Department of Ultrasound, State Key Laboratory of Complex Severe and Rare Diseases, Peking Union Medical College Hospital, Chinese Academy of Medical Sciences and Peking Union Medical College, Beijing, People's Republic of China.
School of Information Sciences and Technology, Northwest University, Xi'an, Shaanxi Province, People's Republic of China.
Rheumatology (Oxford). 2024 Mar 1;63(3):866-873. doi: 10.1093/rheumatology/kead366.
We aimed to investigate the value of deep learning (DL) models based on multimodal ultrasonographic (US) images to quantify RA activity.
Static greyscale (SGS), dynamic greyscale (DGS), static power Doppler (SPD) and dynamic power Doppler (DPD) US images were collected and evaluated by two expert radiologists according to the EULAR-OMERACT Synovitis Scoring system. Four DL models were developed based on the ResNet-type structure, evaluated on two separate test cohorts, and finally compared with the performance of 12 radiologists with different levels of experience.
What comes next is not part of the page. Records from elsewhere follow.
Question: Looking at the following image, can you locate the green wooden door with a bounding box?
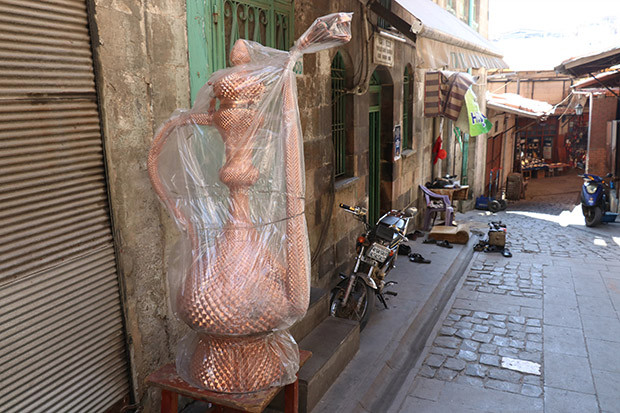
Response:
[186,0,294,102]
[368,73,381,226]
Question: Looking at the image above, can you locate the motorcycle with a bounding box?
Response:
[579,173,618,227]
[329,204,417,330]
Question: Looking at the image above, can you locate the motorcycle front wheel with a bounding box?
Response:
[329,276,375,331]
[581,206,603,227]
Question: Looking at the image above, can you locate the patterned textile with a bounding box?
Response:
[424,70,474,121]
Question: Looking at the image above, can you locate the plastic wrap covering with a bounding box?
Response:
[148,13,351,393]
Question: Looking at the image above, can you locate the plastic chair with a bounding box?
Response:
[420,185,454,231]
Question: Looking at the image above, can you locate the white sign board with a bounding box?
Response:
[373,33,394,67]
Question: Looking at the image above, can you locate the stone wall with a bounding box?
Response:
[91,0,494,411]
[91,0,189,411]
[586,95,618,176]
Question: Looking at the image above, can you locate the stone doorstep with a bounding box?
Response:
[299,317,360,413]
[289,287,329,342]
[361,236,478,412]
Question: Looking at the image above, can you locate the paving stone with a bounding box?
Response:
[444,358,467,371]
[420,366,436,379]
[461,340,480,351]
[480,354,499,367]
[453,321,474,330]
[450,308,471,316]
[456,375,484,387]
[426,354,446,367]
[474,324,489,333]
[455,329,474,338]
[431,346,456,357]
[508,331,526,340]
[435,367,459,381]
[457,350,478,361]
[498,347,519,357]
[525,341,542,352]
[493,336,510,347]
[490,327,508,336]
[435,336,461,348]
[526,334,542,343]
[471,333,493,343]
[506,323,525,331]
[510,339,525,350]
[521,384,542,397]
[478,344,497,354]
[474,311,489,320]
[485,379,521,393]
[502,357,541,376]
[439,327,456,336]
[489,320,506,328]
[489,368,523,383]
[465,363,488,377]
[523,374,542,386]
[520,351,542,363]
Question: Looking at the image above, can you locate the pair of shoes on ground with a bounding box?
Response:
[422,238,452,248]
[409,252,431,264]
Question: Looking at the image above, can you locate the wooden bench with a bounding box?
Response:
[146,350,312,413]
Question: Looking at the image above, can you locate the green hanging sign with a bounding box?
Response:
[465,87,493,136]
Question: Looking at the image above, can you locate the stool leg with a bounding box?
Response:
[284,380,299,413]
[161,389,179,413]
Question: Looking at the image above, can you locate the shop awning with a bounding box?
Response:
[487,92,554,119]
[555,48,620,77]
[397,0,508,70]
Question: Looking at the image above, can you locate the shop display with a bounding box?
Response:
[148,13,351,393]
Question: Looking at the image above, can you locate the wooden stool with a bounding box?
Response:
[146,350,312,413]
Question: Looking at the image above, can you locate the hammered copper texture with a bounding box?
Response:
[148,13,350,392]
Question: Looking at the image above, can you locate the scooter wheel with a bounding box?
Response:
[489,199,502,212]
[581,206,603,227]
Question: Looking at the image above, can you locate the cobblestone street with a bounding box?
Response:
[394,176,620,413]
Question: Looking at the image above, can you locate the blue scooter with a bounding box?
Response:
[579,173,618,227]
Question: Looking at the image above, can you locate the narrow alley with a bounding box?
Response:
[391,171,620,413]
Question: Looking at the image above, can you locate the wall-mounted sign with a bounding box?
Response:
[373,33,394,67]
[394,125,403,161]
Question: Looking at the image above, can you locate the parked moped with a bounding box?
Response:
[579,173,618,227]
[330,204,418,330]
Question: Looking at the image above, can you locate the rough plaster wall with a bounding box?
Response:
[88,0,189,411]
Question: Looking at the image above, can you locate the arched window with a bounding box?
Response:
[402,66,413,149]
[331,52,346,177]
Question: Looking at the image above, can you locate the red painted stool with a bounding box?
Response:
[146,350,312,413]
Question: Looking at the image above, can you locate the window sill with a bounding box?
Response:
[401,149,416,159]
[334,176,359,192]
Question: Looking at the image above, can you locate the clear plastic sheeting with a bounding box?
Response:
[148,13,351,393]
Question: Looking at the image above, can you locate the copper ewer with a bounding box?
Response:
[148,13,351,393]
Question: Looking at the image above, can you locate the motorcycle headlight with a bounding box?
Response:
[586,184,598,194]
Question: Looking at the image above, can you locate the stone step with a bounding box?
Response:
[299,317,360,413]
[289,287,329,343]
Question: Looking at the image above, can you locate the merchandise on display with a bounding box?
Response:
[148,13,352,393]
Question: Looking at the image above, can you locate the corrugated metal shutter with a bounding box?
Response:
[0,0,129,413]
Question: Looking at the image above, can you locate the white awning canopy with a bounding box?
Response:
[397,0,508,70]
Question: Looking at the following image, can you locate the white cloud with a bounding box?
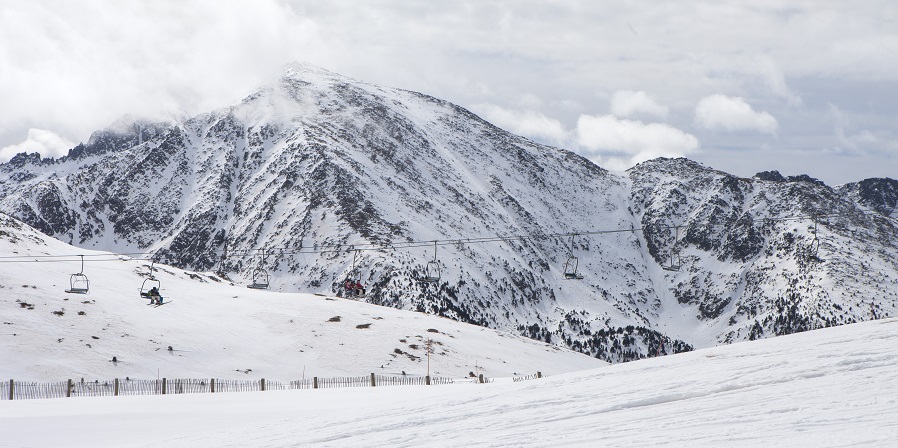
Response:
[0,128,75,162]
[577,115,699,168]
[695,94,778,134]
[471,104,568,146]
[611,90,668,118]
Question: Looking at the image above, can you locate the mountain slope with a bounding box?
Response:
[0,319,898,448]
[0,214,605,381]
[0,64,898,361]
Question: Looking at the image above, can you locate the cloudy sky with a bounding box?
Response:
[0,0,898,185]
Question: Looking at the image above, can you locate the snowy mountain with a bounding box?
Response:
[0,214,606,381]
[0,64,898,361]
[0,319,898,448]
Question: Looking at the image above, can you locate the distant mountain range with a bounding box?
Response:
[0,64,898,362]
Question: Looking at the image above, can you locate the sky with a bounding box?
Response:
[0,0,898,185]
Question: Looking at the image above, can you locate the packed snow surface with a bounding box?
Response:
[0,319,898,448]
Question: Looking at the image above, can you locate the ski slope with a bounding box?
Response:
[0,319,898,447]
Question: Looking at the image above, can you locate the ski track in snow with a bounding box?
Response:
[0,319,898,447]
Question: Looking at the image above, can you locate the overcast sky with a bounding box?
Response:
[0,0,898,185]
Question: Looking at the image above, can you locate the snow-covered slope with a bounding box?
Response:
[0,64,898,361]
[0,319,898,448]
[0,214,605,381]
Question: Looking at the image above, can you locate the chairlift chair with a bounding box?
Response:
[246,268,269,289]
[564,255,583,280]
[339,250,367,299]
[65,255,90,294]
[424,241,440,283]
[564,235,583,280]
[662,251,683,271]
[661,226,683,271]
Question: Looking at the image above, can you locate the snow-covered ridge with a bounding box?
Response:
[0,65,898,361]
[0,214,605,381]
In total, 1244 images were used for the model training, and 152 and 354 for testing (cohort 1 and 2, respectively). The best-performing models for the scores of 0/1/2/3 were the DPD, SGS, DGS and SPD models, respectively (Area Under the receiver operating characteristic Curve [AUC] = 0.87/0.95/0.74/0.95; no significant differences). All the DL models provided results comparable to the experienced radiologists on a per-image basis (intraclass correlation coefficient: 0.239-0.756, P < 0.05). The SPD model performed better than the SGS one on test cohort 1 (score of 0/2/3: AUC = 0.82/0.67/0.95 vs 0.66/0.66/0.75, respectively) and test cohort 2 (score of 0: AUC = 0.89 vs 0.81). The dynamic DL models performed better than the static ones in most of the scoring processes and were more accurate than the most of senior radiologists, especially the DPD model.
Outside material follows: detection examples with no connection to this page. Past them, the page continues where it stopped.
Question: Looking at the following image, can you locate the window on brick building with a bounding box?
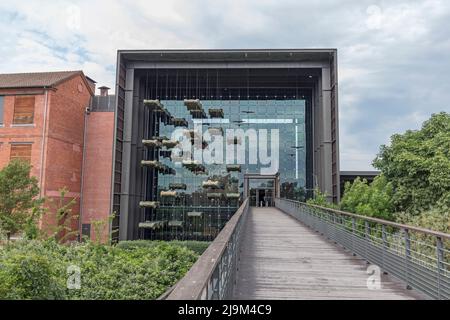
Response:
[0,96,5,126]
[13,96,35,124]
[10,143,31,163]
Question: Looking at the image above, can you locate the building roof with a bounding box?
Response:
[118,49,337,62]
[340,171,381,177]
[0,71,90,90]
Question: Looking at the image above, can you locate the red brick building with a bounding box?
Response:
[0,71,114,240]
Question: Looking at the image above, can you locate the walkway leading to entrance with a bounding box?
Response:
[233,207,423,300]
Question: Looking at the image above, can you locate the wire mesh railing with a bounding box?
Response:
[275,199,450,300]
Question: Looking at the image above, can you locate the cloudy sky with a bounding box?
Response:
[0,0,450,170]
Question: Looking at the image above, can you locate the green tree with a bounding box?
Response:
[0,160,43,240]
[340,175,394,220]
[373,112,450,215]
[306,187,338,209]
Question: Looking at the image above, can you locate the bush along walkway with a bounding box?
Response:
[0,240,199,300]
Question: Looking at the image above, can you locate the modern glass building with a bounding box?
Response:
[112,49,339,240]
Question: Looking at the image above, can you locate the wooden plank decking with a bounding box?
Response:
[233,208,423,300]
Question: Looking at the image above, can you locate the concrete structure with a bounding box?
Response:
[112,49,340,240]
[0,71,114,237]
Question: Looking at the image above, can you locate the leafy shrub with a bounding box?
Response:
[373,112,450,214]
[396,209,450,233]
[340,175,394,220]
[117,240,210,255]
[306,188,338,209]
[0,241,198,300]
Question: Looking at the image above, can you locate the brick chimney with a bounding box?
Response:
[99,86,111,97]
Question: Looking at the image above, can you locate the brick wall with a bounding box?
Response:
[41,76,91,236]
[82,112,114,241]
[0,90,45,184]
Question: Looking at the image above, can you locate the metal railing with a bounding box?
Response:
[275,199,450,300]
[166,199,248,300]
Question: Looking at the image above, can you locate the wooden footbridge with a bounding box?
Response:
[167,199,450,300]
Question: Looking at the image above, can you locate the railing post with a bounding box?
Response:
[403,229,411,289]
[381,224,388,273]
[352,217,357,256]
[436,237,444,299]
[364,221,370,263]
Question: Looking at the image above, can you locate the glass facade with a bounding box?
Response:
[141,99,307,240]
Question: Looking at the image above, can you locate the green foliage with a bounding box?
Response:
[340,175,394,220]
[373,112,450,214]
[0,161,43,238]
[396,208,450,233]
[306,188,337,209]
[117,240,210,255]
[0,239,198,300]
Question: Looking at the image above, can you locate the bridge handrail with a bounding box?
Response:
[167,199,248,300]
[279,198,450,240]
[275,198,450,300]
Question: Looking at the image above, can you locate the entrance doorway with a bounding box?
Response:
[244,174,280,207]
DL models based on multimodal US images allow a quantitative and objective assessment of RA activity. Dynamic DL models in particular have potential value in assisting radiologists to improve the accuracy of RA US-based grading.
我们旨在研究基于多模态超声(US)图像的深度学习(DL)模型在量化 RA 活动中的价值。
根据 EULAR-OMERACT 滑膜炎评分系统,由两名专家放射科医生对静态灰阶(SGS)、动态灰阶(DGS)、静态功率多普勒(SPD)和动态功率多普勒(DPD)US 图像进行采集和评估。基于 ResNet 型结构开发了四个 DL 模型,在两个独立的测试队列中进行评估,最后与不同经验水平的 12 名放射科医生的表现进行比较。
共使用 1244 幅图像进行模型训练,152 幅和 354 幅用于测试(队列 1 和 2)。DPD、SGS、DGS 和 SPD 模型在 0/1/2/3 评分方面的表现最佳(受试者工作特征曲线下面积 [AUC]分别为 0.87/0.95/0.74/0.95;无显著差异)。所有 DL 模型在基于图像的基础上都能提供与有经验的放射科医生相当的结果(组内相关系数:0.239-0.756,P<0.05)。在测试队列 1 中,SPD 模型在 0/2/3 评分方面的表现优于 SGS 模型(AUC 分别为 0.82/0.67/0.95 与 0.66/0.66/0.75),在测试队列 2 中(AUC 分别为 0.89 与 0.81)。在大多数评分过程中,动态 DL 模型的表现优于静态模型,并且比大多数高级放射科医生更准确,尤其是 DPD 模型。
基于多模态 US 图像的 DL 模型可实现 RA 活动的定量和客观评估。特别是动态 DL 模型在帮助放射科医生提高基于 US 的 RA 分级准确性方面具有潜在价值。